Jesus fuhr weg über das Galiläische Meer, das auch See von Tiberias heißt. Und es zog ihm viel Volk nach, weil sie die Zeichen sahen, die er an den Kranken tat. Jesus aber ging auf einen Berg und setzte sich dort mit seinen Jüngern.
Es war aber kurz vor dem Passa, dem Fest der Juden.

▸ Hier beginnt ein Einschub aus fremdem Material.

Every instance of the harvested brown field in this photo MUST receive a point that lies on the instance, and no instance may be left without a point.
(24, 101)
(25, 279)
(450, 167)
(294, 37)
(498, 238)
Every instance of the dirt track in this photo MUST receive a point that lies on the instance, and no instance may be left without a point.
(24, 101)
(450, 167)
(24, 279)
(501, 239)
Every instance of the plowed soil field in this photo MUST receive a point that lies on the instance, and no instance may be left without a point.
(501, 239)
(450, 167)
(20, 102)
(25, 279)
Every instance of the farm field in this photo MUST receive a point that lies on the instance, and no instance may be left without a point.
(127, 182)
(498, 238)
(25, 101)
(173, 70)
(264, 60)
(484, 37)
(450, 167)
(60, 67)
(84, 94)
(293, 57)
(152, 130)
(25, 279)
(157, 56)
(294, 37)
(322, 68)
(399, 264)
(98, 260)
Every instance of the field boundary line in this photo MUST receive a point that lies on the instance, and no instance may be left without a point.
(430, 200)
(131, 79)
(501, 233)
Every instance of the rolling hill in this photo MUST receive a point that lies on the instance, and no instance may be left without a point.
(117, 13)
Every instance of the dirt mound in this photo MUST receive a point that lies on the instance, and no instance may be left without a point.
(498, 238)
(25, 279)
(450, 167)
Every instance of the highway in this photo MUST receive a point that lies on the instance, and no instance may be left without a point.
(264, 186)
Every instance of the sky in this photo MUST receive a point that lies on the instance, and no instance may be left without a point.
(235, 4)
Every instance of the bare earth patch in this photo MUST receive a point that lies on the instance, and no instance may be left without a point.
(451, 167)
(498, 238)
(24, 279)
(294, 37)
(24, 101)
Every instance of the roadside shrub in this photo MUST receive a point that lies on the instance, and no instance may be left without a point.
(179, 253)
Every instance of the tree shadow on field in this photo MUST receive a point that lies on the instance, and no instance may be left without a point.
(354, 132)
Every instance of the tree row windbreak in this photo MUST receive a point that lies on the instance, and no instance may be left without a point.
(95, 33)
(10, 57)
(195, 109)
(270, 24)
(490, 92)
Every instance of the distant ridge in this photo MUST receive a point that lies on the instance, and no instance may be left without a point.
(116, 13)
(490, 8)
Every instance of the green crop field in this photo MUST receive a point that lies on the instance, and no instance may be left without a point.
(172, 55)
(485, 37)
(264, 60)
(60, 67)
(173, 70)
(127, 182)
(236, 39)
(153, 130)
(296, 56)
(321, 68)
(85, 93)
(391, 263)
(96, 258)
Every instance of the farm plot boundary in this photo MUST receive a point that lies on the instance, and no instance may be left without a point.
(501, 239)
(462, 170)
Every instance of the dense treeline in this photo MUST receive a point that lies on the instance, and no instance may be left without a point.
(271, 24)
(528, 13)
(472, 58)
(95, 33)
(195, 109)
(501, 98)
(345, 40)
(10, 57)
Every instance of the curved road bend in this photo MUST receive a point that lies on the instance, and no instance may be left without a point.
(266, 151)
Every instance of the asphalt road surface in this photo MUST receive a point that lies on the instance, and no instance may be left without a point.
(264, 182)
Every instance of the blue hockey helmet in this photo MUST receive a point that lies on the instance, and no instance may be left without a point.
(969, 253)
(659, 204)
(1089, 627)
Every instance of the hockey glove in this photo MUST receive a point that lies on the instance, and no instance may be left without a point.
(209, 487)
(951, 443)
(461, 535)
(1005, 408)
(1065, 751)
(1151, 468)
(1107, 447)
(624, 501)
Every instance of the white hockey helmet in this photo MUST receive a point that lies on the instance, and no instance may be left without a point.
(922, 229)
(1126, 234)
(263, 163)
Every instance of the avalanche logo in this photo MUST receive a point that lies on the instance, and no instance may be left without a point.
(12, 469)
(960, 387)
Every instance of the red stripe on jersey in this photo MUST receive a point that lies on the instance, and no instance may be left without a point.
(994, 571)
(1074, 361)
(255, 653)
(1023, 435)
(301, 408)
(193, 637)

Da hob Jesus seine Augen auf und sieht, dass viel Volk zu ihm kommt, und spricht zu Philippus: "Wo kaufen wir Brot, damit diese zu essen haben?"
Das sagte er aber, um ihn zu prüfen; denn er wusste wohl, was er tun wollte.

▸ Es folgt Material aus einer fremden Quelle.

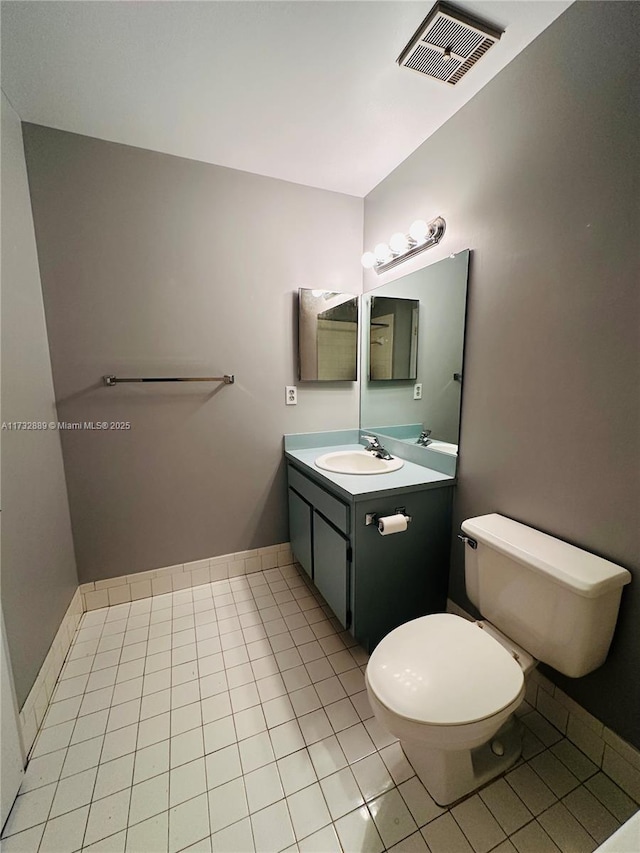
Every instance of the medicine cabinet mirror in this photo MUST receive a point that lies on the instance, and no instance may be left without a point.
(433, 302)
(393, 338)
(327, 336)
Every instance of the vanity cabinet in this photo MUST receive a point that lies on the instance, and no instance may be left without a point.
(372, 583)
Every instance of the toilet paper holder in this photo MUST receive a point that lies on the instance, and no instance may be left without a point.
(372, 517)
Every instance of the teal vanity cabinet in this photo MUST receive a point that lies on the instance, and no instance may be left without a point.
(372, 583)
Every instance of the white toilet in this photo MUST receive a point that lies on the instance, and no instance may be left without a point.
(448, 687)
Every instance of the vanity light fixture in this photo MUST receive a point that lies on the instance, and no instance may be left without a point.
(422, 235)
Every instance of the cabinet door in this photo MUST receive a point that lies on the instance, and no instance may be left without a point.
(331, 567)
(300, 531)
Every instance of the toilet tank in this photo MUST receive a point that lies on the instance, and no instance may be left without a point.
(557, 601)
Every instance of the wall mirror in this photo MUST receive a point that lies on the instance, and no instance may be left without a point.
(327, 336)
(393, 338)
(437, 294)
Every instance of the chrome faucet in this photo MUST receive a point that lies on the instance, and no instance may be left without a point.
(374, 446)
(424, 439)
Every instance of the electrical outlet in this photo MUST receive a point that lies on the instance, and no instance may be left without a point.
(291, 395)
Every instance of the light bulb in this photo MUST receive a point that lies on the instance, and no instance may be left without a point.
(382, 252)
(419, 230)
(399, 243)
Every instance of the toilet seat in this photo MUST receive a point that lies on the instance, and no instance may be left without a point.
(442, 670)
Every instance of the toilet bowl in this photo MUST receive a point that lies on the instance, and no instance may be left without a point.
(447, 689)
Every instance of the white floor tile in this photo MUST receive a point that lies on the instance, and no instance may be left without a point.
(186, 718)
(219, 734)
(531, 789)
(120, 742)
(327, 756)
(23, 842)
(342, 714)
(278, 711)
(73, 792)
(263, 787)
(392, 817)
(227, 804)
(478, 824)
(341, 793)
(30, 809)
(151, 761)
(286, 739)
(150, 836)
(114, 776)
(222, 766)
(296, 771)
(52, 739)
(178, 695)
(355, 743)
(250, 722)
(357, 832)
(308, 811)
(237, 838)
(187, 781)
(65, 832)
(149, 798)
(397, 763)
(107, 816)
(82, 756)
(315, 727)
(154, 730)
(323, 841)
(155, 703)
(272, 830)
(562, 827)
(255, 752)
(188, 823)
(589, 811)
(554, 773)
(44, 770)
(372, 776)
(186, 747)
(444, 835)
(505, 805)
(531, 839)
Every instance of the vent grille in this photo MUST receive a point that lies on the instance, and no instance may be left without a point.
(447, 44)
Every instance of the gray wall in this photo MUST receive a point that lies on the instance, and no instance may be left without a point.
(155, 265)
(538, 175)
(38, 564)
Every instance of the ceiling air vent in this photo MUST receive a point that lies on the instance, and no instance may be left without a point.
(447, 44)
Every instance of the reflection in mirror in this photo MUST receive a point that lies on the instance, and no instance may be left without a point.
(393, 338)
(327, 335)
(389, 408)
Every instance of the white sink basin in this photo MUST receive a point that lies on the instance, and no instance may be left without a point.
(357, 462)
(444, 447)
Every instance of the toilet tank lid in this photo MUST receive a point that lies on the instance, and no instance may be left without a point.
(584, 573)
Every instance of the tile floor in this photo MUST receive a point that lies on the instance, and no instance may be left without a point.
(233, 717)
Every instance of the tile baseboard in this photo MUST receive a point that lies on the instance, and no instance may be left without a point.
(608, 751)
(124, 588)
(37, 702)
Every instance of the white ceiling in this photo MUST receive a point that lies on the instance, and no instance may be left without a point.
(304, 91)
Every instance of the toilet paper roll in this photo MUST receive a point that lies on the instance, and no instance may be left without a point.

Philippus antwortete ihm: "Für zweihundert Silbergroschen Brot ist nicht genug für sie, dass jeder ein wenig bekomme."
Spricht zu ihm einer seiner Jünger, Andreas, der Bruder des Simon Petrus: "Es ist ein Kind hier, das hat fünf Gerstenbrote und zwei Fische; aber was ist das für so viele?"
Jesus aber sprach: "Lasst die Leute sich lagern." 
Es war aber viel Gras an dem Ort. 
Da lagerten sich etwa fünftausend Männer.
Jesus aber nahm die Brote, dankte und gab sie denen, die sich gelagert hatten; desgleichen auch von den Fischen, soviel sie wollten.
Als sie aber satt waren, sprach er zu seinen Jüngern: "Sammelt die übrigen Brocken, damit nichts umkommt."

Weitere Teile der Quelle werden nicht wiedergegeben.